If the typical U.S. resident can use PPACA tax credits to pay for PPACA-compliant individual health coverage in 2017 from one issuer, whether that’s through a public exchange or outside the exchange system, and the lowest available premium is less than 30 percent higher than the average 2016 premium, maybe that’s survivable.
If the PPACA individual health regulatory framework survives at all, a bigger test would come in 2018: If PPACA World enrollees are still so hard to understand that insurers have to add another big PPACA reality adjustment in 2018, that would suggest that PPACA-rule enrollees will always be a mystery. If, however, insurers can make pretty good predictions about PPACA-rule enrollees, the fact that they cost more to cover than old-rule enrollees would not be a problem with PPACA. PPACA is not a mechanism for controlling health coverage costs. It’s a tool for showing society what covering everyone costs, putting poor people and sick people in a safe room, and having other interest groups beat each other up with baseball bats over what to do next. Eliminating the PPACA framework would simply mean that poor people and sick people have to pick up bats and fight for themselves, just as they tried to do before Jan. 1, 2014.

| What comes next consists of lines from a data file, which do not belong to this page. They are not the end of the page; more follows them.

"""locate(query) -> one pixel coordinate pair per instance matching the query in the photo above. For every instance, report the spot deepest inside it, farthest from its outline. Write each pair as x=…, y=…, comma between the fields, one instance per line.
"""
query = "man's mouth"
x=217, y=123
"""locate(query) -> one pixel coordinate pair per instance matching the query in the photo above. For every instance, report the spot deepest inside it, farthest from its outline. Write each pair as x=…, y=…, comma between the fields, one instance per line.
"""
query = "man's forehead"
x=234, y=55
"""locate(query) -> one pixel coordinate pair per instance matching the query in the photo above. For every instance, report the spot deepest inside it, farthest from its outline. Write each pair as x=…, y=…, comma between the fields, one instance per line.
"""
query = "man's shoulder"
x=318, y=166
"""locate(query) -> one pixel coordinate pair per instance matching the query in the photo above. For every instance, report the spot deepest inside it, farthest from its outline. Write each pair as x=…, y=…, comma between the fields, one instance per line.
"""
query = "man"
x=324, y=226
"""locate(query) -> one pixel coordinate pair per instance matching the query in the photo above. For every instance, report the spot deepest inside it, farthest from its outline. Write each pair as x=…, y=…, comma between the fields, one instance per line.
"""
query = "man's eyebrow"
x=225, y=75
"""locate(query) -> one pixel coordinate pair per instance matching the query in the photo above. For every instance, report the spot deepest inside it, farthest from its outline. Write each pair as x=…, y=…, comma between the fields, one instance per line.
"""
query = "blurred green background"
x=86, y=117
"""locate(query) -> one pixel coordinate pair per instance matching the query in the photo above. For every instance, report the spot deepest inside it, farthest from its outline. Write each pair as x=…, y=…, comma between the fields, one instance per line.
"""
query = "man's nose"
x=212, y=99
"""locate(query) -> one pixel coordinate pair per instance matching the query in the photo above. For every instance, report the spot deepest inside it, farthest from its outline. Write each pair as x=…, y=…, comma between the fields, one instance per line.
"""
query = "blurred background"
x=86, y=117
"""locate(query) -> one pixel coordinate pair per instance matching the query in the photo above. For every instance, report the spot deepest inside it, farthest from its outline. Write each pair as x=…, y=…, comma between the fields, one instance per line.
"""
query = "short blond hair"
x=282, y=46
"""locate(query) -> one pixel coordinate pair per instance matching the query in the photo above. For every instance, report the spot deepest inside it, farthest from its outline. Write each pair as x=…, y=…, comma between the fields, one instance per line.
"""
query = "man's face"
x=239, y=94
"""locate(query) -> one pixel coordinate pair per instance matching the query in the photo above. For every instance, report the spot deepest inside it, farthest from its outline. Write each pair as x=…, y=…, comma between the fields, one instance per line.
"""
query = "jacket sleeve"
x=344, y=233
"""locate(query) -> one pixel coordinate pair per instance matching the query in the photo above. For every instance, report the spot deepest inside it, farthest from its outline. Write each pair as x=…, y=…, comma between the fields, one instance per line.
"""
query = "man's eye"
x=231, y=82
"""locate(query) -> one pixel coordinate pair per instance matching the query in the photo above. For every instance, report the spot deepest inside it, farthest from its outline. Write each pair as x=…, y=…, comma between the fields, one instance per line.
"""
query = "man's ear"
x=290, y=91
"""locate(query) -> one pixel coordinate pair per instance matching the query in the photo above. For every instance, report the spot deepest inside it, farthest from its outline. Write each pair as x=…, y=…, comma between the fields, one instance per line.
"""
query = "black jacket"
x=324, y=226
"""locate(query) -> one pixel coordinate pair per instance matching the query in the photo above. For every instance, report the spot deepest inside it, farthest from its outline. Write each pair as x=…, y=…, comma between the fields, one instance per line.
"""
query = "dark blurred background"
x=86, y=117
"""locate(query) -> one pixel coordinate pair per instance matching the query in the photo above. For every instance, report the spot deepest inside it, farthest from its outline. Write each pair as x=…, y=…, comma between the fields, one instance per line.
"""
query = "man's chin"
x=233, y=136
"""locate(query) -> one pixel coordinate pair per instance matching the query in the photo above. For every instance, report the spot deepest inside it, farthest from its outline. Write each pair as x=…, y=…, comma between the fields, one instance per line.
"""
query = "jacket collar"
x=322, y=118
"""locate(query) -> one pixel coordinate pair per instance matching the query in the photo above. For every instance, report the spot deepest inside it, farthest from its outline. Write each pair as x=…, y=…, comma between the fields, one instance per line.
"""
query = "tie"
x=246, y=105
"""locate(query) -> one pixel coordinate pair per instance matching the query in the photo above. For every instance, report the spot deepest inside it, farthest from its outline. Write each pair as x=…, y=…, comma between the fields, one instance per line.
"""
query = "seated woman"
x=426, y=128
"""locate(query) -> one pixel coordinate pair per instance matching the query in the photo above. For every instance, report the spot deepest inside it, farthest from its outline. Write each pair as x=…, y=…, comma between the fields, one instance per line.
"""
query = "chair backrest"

The real alternative to the PPACA individual health framework may be Medicaid expansion, rather than a shift to a freer health insurance market. Even if Republicans end up controlling the White House and both branches of Congress in January 2017, it’s not clear that they will have much ability to move controversial PPACA change legislation through Congress. Expanding Medicaid programs may be politically easier than other strategies simply because PPACA exempts Medicaid programs from many of the benefits requirements that apply to commercial health coverage. Medicaid program managers may face less PPACA red tape than other payers do.